Cadence has announced that along with all the Lithium Technologies and Lithium Supplies (LT and LS) shareholders; the company has reached an agreement to sell 100% of the equity of LT and LS.


  • Cadence and all LT and LS shareholders have entered into a conditional agreement to sell 100% of LT and LS for up to AUS$21.05 million (£11.82 million).
  • Cadence owns 31.5% of LT and LS and would receive up to AUS$6.63 million (£3.72 million).
  • The consideration payable to LT and LS shareholders will be via a mixture of cash and shares.
  • The buyer will spend a minimum of AUS$4 million over three years from the completion of the sale on the exploration of the Litchfield lithium prospect in Northern Australia.

Cadence CEO, Kiran Morzaria, commented: “On behalf of the Cadence board and the other LT and LS shareholders, we are pleased to report that we have reached a conditional agreement with a public, unlisted Australian company to sell LT and LS.”

“Recent exploration and sampling work at the Litchfield project and the project's proximity to Core Lithium's assets have led us to believe that Litchfield has considerable potential to host lithium mineralisation. In addition to this the other lithium assets held by LT and LS provides the Buyer with several attractive targets to explore and develop.”

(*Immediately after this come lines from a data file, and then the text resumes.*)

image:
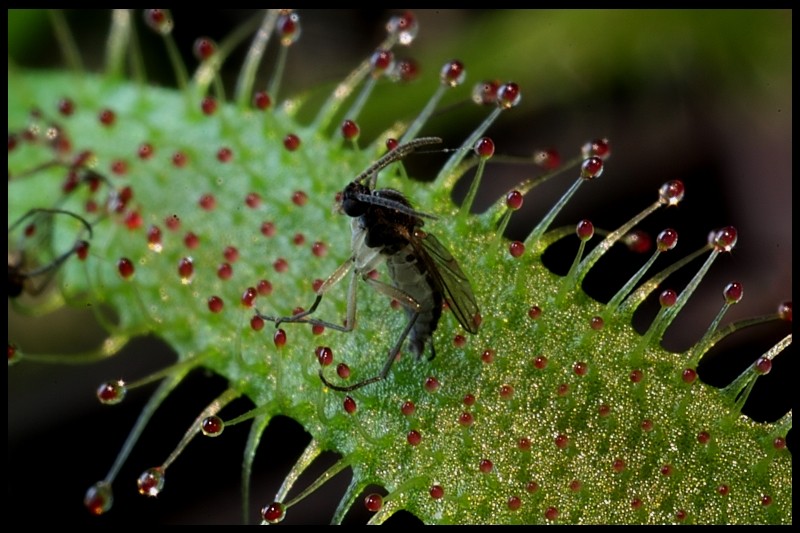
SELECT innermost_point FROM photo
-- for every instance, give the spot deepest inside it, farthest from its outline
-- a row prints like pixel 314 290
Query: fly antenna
pixel 397 154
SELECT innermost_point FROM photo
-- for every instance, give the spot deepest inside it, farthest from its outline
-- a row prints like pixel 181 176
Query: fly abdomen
pixel 410 275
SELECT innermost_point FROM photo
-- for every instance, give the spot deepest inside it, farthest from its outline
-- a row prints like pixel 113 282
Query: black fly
pixel 386 229
pixel 19 275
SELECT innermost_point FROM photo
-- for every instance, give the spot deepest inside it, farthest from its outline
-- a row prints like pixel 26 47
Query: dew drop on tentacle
pixel 151 482
pixel 598 147
pixel 99 498
pixel 452 73
pixel 724 240
pixel 671 193
pixel 373 502
pixel 212 426
pixel 485 92
pixel 186 270
pixel 112 392
pixel 404 27
pixel 273 512
pixel 289 28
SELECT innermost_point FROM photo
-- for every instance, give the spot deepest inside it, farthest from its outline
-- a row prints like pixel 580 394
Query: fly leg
pixel 408 301
pixel 332 280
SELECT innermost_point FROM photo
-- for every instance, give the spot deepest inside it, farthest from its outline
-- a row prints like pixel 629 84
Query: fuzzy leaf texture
pixel 541 417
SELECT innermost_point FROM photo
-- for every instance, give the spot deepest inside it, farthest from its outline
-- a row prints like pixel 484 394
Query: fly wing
pixel 448 278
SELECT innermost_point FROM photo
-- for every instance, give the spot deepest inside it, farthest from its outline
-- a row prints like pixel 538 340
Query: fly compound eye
pixel 351 204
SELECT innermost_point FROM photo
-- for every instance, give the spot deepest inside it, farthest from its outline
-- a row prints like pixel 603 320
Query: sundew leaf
pixel 541 417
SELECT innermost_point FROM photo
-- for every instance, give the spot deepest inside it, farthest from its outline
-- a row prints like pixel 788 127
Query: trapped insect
pixel 20 275
pixel 387 229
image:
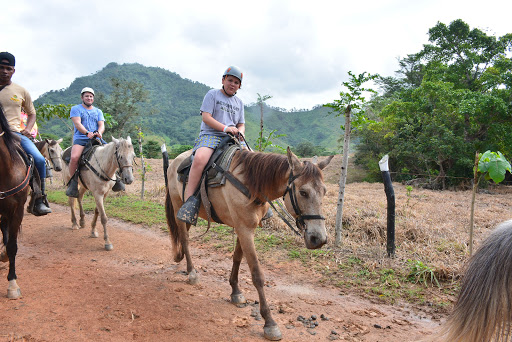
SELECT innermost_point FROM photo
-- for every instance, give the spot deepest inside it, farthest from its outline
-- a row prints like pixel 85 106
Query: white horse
pixel 98 177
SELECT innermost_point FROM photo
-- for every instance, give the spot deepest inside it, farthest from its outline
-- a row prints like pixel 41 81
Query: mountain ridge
pixel 176 102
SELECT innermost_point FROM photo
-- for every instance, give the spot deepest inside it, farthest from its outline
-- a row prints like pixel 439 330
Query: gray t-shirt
pixel 228 110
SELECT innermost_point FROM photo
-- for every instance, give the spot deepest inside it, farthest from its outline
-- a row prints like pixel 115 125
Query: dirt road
pixel 74 290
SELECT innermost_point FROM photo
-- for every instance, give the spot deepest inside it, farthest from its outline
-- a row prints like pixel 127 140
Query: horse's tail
pixel 174 231
pixel 165 158
pixel 483 311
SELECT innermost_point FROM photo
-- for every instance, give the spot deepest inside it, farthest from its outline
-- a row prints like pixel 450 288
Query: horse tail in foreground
pixel 170 216
pixel 483 311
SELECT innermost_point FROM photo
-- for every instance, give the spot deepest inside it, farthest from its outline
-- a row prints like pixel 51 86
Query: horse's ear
pixel 325 162
pixel 295 163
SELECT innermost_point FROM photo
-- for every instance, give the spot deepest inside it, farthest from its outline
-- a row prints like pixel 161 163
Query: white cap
pixel 87 90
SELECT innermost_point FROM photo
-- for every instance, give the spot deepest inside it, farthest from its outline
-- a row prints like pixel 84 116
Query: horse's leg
pixel 236 295
pixel 5 237
pixel 14 224
pixel 193 276
pixel 71 203
pixel 104 219
pixel 94 232
pixel 81 194
pixel 270 329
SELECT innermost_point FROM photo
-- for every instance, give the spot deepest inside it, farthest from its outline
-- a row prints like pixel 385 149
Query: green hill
pixel 175 102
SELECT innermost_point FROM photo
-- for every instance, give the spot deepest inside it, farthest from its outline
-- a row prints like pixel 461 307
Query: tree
pixel 353 99
pixel 450 99
pixel 261 102
pixel 123 105
pixel 152 149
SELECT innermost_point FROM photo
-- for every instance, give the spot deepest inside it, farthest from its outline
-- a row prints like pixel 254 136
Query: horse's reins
pixel 299 221
pixel 290 188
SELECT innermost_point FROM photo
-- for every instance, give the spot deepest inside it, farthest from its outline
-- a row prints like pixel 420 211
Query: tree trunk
pixel 143 167
pixel 261 127
pixel 343 178
pixel 473 196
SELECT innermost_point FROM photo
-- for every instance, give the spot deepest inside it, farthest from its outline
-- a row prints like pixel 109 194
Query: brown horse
pixel 14 178
pixel 98 178
pixel 267 177
pixel 483 312
pixel 52 152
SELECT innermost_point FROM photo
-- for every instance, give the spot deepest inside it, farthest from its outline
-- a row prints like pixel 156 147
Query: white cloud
pixel 299 52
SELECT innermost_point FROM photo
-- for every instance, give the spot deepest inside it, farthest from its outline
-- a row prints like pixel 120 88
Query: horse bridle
pixel 290 188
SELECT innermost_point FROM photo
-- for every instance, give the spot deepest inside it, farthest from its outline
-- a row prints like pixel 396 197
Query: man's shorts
pixel 211 141
pixel 85 141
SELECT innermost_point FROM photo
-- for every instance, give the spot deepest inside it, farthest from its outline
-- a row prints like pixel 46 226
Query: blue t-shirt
pixel 89 117
pixel 228 110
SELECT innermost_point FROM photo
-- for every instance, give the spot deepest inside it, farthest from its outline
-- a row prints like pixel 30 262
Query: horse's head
pixel 303 199
pixel 125 156
pixel 55 153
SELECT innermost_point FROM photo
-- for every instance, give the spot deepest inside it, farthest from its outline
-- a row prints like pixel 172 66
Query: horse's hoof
pixel 193 278
pixel 238 299
pixel 13 291
pixel 272 333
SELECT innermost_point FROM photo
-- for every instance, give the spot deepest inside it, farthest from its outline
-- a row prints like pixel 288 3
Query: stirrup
pixel 268 215
pixel 189 210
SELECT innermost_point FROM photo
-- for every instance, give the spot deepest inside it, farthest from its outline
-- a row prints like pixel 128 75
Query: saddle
pixel 83 161
pixel 86 153
pixel 222 157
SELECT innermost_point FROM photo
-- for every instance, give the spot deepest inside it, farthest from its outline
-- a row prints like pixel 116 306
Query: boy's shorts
pixel 211 141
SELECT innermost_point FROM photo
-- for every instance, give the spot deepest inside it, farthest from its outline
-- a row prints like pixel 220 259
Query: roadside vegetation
pixel 431 235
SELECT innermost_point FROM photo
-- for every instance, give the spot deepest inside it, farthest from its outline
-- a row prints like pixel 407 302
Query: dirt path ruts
pixel 74 290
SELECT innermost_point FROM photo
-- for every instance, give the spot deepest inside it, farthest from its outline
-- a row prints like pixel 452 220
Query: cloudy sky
pixel 297 51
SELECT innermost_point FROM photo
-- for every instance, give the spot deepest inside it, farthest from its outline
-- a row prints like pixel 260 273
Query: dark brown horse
pixel 267 177
pixel 14 178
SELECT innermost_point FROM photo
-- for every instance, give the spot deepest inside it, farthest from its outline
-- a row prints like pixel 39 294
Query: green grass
pixel 348 272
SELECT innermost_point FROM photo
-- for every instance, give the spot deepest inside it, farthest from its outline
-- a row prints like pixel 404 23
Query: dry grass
pixel 431 228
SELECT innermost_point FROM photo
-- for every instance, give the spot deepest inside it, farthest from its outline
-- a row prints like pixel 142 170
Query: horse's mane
pixel 264 172
pixel 11 140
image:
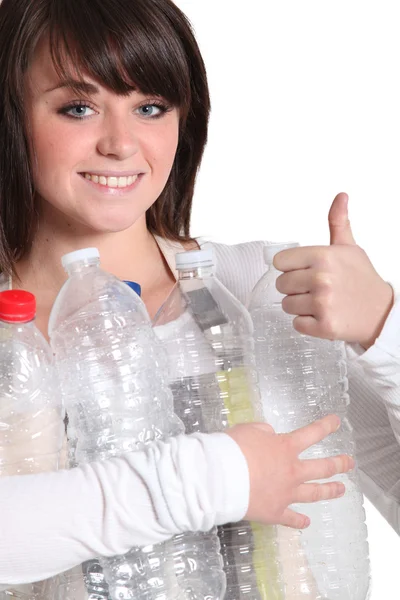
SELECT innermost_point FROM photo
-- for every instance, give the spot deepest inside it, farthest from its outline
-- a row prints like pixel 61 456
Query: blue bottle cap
pixel 134 286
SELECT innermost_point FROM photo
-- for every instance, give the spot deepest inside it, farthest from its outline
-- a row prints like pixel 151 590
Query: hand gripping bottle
pixel 31 412
pixel 208 337
pixel 112 374
pixel 302 379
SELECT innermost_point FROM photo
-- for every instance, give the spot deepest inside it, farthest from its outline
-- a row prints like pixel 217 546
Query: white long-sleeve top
pixel 53 521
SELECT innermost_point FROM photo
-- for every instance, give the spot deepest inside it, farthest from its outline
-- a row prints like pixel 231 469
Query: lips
pixel 111 182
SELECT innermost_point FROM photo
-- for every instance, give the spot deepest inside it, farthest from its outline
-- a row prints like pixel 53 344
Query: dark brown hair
pixel 125 44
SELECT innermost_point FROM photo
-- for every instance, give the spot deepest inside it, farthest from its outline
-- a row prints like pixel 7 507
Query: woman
pixel 103 121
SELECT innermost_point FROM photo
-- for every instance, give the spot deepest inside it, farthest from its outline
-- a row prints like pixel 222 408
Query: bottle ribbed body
pixel 208 337
pixel 113 380
pixel 303 379
pixel 31 414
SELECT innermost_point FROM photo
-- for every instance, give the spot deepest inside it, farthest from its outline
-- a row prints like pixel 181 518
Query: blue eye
pixel 80 111
pixel 152 110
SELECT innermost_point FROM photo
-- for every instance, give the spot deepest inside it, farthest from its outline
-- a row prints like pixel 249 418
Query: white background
pixel 306 103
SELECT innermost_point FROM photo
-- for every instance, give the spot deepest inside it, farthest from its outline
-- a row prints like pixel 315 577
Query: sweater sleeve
pixel 53 521
pixel 374 386
pixel 374 383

“For Cadence, this transaction is, we believe, an excellent balance of risk and reward. Firstly, it provides an initial consideration that more than covers our book investment. Secondly, by partly paying the consideration in shares in the buyer and cash payment on milestones we are exposed the exploration upside. Lastly, given the commitment of at least AUS$4 million to explore the primary assets, this mitigates dilution to Cadence shareholders.”

“Moreover, this transaction will also allow our management team to focus on delivering additional value through our ongoing involvement in developing our flagship Amapa Iron Ore project.”

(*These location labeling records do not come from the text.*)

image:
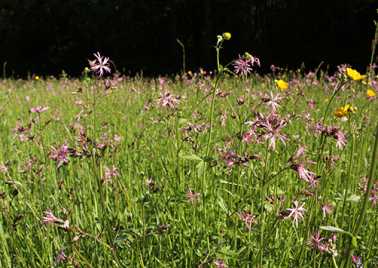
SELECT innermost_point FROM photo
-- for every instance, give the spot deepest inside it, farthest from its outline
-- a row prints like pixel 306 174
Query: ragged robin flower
pixel 226 36
pixel 370 93
pixel 355 75
pixel 345 110
pixel 281 84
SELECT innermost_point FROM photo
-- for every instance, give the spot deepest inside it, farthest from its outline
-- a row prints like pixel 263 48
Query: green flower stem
pixel 369 184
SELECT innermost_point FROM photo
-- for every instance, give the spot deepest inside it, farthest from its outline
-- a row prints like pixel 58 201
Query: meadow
pixel 198 170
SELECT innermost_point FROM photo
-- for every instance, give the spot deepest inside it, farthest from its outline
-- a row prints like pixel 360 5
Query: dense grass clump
pixel 196 171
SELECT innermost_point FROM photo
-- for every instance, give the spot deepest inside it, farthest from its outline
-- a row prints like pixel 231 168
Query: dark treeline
pixel 46 37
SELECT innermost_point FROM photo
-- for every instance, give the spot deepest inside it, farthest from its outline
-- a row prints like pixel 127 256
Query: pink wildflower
pixel 110 173
pixel 100 65
pixel 61 257
pixel 39 109
pixel 220 263
pixel 296 213
pixel 192 196
pixel 248 218
pixel 327 209
pixel 168 100
pixel 50 218
pixel 60 155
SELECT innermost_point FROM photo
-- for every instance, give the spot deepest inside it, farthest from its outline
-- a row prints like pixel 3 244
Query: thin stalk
pixel 369 184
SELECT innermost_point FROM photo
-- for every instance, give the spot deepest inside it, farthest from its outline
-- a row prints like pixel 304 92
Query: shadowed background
pixel 46 37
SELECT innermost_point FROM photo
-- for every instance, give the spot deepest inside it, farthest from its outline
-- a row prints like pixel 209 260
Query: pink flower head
pixel 110 173
pixel 220 263
pixel 357 261
pixel 296 213
pixel 327 209
pixel 50 218
pixel 303 173
pixel 61 257
pixel 316 242
pixel 100 65
pixel 60 155
pixel 242 66
pixel 38 109
pixel 248 218
pixel 192 196
pixel 168 100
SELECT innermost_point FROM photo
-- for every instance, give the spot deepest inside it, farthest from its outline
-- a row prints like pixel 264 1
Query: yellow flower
pixel 226 36
pixel 350 108
pixel 370 93
pixel 355 75
pixel 343 111
pixel 281 84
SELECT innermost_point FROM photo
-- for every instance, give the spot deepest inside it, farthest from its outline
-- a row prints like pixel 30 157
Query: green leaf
pixel 353 198
pixel 335 230
pixel 200 168
pixel 191 157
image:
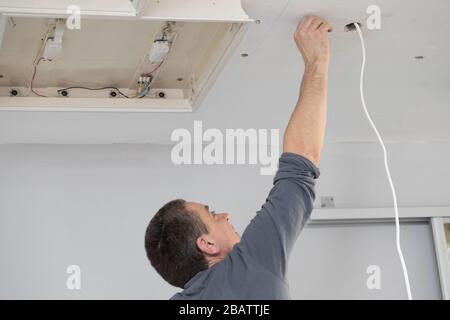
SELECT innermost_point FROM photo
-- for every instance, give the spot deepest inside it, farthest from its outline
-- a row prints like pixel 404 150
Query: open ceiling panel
pixel 159 57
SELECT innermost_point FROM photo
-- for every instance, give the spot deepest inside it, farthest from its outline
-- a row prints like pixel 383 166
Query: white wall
pixel 89 205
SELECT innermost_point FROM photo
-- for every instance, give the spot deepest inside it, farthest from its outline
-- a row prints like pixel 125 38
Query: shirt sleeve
pixel 271 234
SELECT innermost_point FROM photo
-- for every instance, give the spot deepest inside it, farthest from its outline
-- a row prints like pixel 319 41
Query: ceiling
pixel 408 98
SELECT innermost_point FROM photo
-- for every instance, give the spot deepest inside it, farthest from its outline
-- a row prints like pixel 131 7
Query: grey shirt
pixel 256 267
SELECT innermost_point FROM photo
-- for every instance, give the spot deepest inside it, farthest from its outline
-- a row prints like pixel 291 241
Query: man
pixel 199 251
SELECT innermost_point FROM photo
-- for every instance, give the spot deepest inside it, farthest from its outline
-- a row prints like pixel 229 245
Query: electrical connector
pixel 53 46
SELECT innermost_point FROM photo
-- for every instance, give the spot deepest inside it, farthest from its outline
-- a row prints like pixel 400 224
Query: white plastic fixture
pixel 120 42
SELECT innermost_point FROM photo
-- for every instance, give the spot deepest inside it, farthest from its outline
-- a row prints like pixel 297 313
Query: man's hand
pixel 311 37
pixel 305 131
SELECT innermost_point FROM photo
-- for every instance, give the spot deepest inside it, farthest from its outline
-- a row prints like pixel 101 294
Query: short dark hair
pixel 171 243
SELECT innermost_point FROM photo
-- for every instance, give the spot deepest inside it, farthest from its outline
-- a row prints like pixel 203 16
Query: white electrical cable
pixel 397 222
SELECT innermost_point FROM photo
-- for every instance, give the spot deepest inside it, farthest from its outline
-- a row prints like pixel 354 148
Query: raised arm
pixel 306 128
pixel 270 236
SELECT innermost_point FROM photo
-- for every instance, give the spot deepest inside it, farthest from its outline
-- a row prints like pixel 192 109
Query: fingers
pixel 313 23
pixel 325 27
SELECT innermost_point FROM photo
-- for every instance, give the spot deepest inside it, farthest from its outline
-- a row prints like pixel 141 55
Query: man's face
pixel 221 231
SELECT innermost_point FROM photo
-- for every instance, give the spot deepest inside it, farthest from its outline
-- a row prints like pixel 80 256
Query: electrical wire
pixel 397 222
pixel 32 79
pixel 102 88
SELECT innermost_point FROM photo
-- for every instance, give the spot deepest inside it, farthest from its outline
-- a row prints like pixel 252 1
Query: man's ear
pixel 207 245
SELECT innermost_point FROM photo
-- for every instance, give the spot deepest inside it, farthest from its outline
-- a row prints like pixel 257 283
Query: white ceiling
pixel 408 98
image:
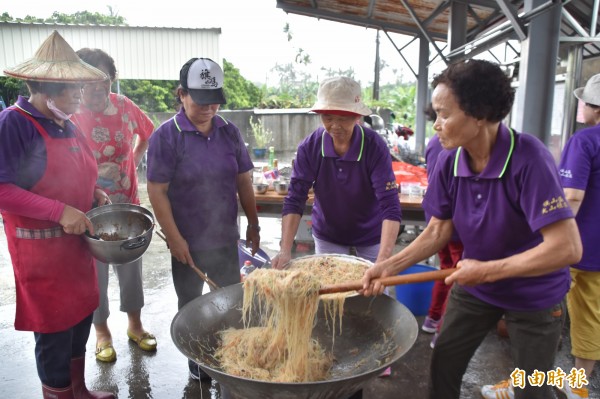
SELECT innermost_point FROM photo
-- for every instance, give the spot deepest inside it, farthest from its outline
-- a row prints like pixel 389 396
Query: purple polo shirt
pixel 22 148
pixel 580 169
pixel 499 212
pixel 431 154
pixel 201 172
pixel 353 193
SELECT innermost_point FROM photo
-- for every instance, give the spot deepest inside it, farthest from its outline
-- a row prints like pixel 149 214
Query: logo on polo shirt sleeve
pixel 391 185
pixel 566 173
pixel 554 204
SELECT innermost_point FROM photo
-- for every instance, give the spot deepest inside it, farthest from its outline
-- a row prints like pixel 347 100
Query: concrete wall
pixel 289 126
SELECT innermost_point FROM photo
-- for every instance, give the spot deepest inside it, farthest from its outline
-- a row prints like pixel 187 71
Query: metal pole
pixel 377 63
pixel 572 81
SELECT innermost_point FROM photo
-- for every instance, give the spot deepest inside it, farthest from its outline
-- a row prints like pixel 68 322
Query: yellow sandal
pixel 105 352
pixel 146 341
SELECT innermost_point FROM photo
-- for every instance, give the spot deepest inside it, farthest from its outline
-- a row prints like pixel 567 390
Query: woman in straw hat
pixel 47 183
pixel 580 177
pixel 112 123
pixel 350 167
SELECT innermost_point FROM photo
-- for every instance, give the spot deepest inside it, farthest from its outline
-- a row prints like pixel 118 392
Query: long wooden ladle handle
pixel 212 284
pixel 390 280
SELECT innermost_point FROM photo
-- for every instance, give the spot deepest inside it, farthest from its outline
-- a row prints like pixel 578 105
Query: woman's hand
pixel 101 197
pixel 281 259
pixel 74 221
pixel 253 237
pixel 371 288
pixel 180 250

The consideration for LT and LS is up to AUS$ 21.05 million (£11.82 million). Cadence has 31.5% of LT and LS and would receive up to AUS$ 6.63 (£3.72 million). The buyer is a public, unlisted company in Australia.

LT and LS, through their subsidiaries, are the holders of two prospective exploration licenses and one exploration application in Australia and a further seven exploration license applications in Argentina.

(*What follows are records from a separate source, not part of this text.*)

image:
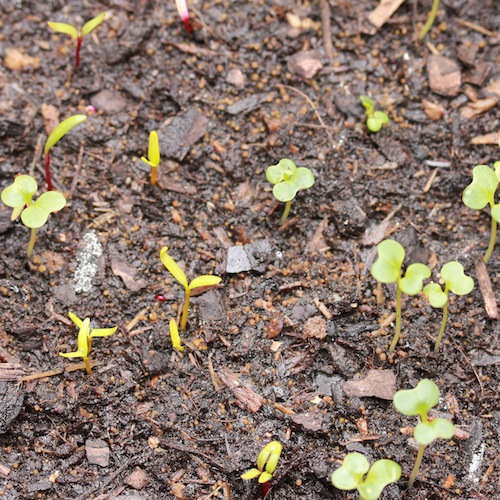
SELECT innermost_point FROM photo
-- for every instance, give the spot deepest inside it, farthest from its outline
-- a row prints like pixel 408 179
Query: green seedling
pixel 34 214
pixel 430 20
pixel 174 336
pixel 85 336
pixel 387 269
pixel 154 155
pixel 374 119
pixel 351 475
pixel 69 29
pixel 419 401
pixel 184 13
pixel 267 461
pixel 55 136
pixel 178 274
pixel 481 192
pixel 288 179
pixel 456 281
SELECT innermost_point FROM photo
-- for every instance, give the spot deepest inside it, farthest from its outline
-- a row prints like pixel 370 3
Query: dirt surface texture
pixel 292 345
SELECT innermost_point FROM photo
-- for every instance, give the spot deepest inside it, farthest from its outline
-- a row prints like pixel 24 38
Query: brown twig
pixel 315 109
pixel 327 29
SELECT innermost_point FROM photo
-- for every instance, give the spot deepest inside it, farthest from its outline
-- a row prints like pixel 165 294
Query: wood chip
pixel 382 13
pixel 474 109
pixel 246 397
pixel 483 279
pixel 444 75
pixel 97 452
pixel 491 138
pixel 432 110
pixel 305 64
pixel 137 479
pixel 377 383
pixel 314 327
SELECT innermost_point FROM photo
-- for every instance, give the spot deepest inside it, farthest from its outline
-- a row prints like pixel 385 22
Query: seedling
pixel 85 336
pixel 184 13
pixel 154 155
pixel 178 274
pixel 481 192
pixel 34 214
pixel 430 21
pixel 351 475
pixel 419 401
pixel 456 281
pixel 288 179
pixel 374 119
pixel 267 461
pixel 174 336
pixel 58 133
pixel 387 269
pixel 69 29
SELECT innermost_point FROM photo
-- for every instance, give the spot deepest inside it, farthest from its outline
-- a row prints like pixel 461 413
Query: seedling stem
pixel 416 467
pixel 493 238
pixel 430 20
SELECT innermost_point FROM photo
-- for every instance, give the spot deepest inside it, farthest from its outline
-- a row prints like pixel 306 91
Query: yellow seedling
pixel 154 155
pixel 201 281
pixel 85 336
pixel 174 335
pixel 267 461
pixel 69 29
pixel 55 136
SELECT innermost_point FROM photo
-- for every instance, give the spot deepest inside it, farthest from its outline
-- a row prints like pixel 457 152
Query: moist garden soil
pixel 297 314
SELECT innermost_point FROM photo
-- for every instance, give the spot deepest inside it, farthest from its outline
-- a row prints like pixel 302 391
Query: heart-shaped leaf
pixel 481 190
pixel 387 268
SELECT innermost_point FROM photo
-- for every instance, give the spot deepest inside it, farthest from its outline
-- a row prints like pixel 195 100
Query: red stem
pixel 265 489
pixel 187 25
pixel 79 41
pixel 48 177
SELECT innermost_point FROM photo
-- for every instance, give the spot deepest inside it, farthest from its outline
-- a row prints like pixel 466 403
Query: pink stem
pixel 79 41
pixel 48 177
pixel 265 489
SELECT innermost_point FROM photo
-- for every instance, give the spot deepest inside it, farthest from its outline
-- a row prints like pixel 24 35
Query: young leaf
pixel 93 23
pixel 435 294
pixel 67 29
pixel 251 474
pixel 205 280
pixel 153 151
pixel 173 268
pixel 36 215
pixel 61 130
pixel 412 282
pixel 19 194
pixel 350 474
pixel 481 190
pixel 417 401
pixel 455 278
pixel 387 268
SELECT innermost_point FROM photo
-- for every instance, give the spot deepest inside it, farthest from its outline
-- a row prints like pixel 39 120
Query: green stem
pixel 284 217
pixel 416 467
pixel 397 333
pixel 31 243
pixel 185 310
pixel 430 20
pixel 493 238
pixel 443 324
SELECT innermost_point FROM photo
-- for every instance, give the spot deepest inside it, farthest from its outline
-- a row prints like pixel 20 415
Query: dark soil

All of the licenses and applications target prospective hard rock lithium deposits. The most significant of these is the Litchfield lithium prospect, which is contiguous to Core Lithium's strategic Finniss Lithium Project (JORC compliant ore reserves: 7.4 million t at 1.3% Li2O).

The acquisition of LT and LS has several conditions precedent, including the completion of due diligence and the relevant regulatory approval. Assuming this is successful, the Buyer will acquire 100% of LT and LS through a mixture of cash and shares partially paid on completion of the sale of LT and LS and the remainder paid on the achievement of key performance milestones.

The net loss of LT and LS were AUS$1560 and AUS$1306, respectively, for the year ended 30 June 2021. As such, the net loss attributable to the company (being 31.5% of LT and LS) was AUS$903 (£516). As of 31 December 2020, the carrying values of LT and LS in the company's balance sheet was approximately £337 000 and £237 000, respectively.

The first three milestone payments are payable once a JORC resource is of not less than 12 million tonnes of lithium oxide is proved at Litchfield. The fourth milestone payment is payable on completing a definitive feasibility study on Litchfield. The buyer can also pay the milestones payments in equity, using a defined pricing mechanism.

The buyer has committed to spending at least AUS$4 million on the exploration of Litchfield during the three years post the completion of the sale. Should the milestones not be achieved during this period, the respective consideration will not be payable.